When he himself saw them together—now that he saw them saw them—frolicking in the marsh, hefting bales of hay, and tending to the animals, or just sitting silently side by side with their backs against the barn feeding each other with bare hands, feet too close together, he nearly glorified their names. He covered his eyes because Isaiah and Samuel were bright and coated in a shining the likes of which he had never seen. A shame that he would have to be the one to smash it.

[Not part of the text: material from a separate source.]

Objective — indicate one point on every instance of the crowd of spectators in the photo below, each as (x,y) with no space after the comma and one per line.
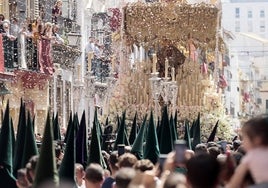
(240,163)
(27,45)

It was necessary, then, that the nature of his sermons change. If the entire plantation could unite in this purpose, not just him, maybe . . . With a chest full of regret, and with his softest voice, away from the circle of trees so that no toubab might hear and unleash chaos before it had the chance to be thwarted, sometimes in the confines of his shack, he chastised any person who accepted, condoned, or ignored Samuel and Isaiah’s behavior. Most people were frightened by this sudden shift because they weren’t accustomed to his river-water voice sounding so drought.

“You think God don’t see?” he would say quietly as he pointed in the direction of the barn, his dark fingers hanging in the air, quivering like tree branches shed of leaves, hoping uncertainty wasn’t wearing him like Sunday clothing. For it had been he who Paul trusted with the words of the book and in there it had said multiply and give God His glory-glory. This is what he tried to explain above the tumult of whys that had bombarded him from the lips of almost everyone he whispered to.

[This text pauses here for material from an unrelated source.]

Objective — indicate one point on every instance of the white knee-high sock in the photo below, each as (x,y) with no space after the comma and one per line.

He had anticipated difficulty, resistance, since his own legs were unsure. Samuel and Isaiah were, after all, boys, oftentimes helpful ones who were one bluster and the other tranquil, but never callous or aloof. He knew some of the people had thought of them as their own children since the two were orphans. People took a special interest in orphans, secretly gave a little extra in terms of affection, though they had none to spare. The women, especially, cared for Samuel and Isaiah more than they should have, Maggie being the worst one and the one who should have known better.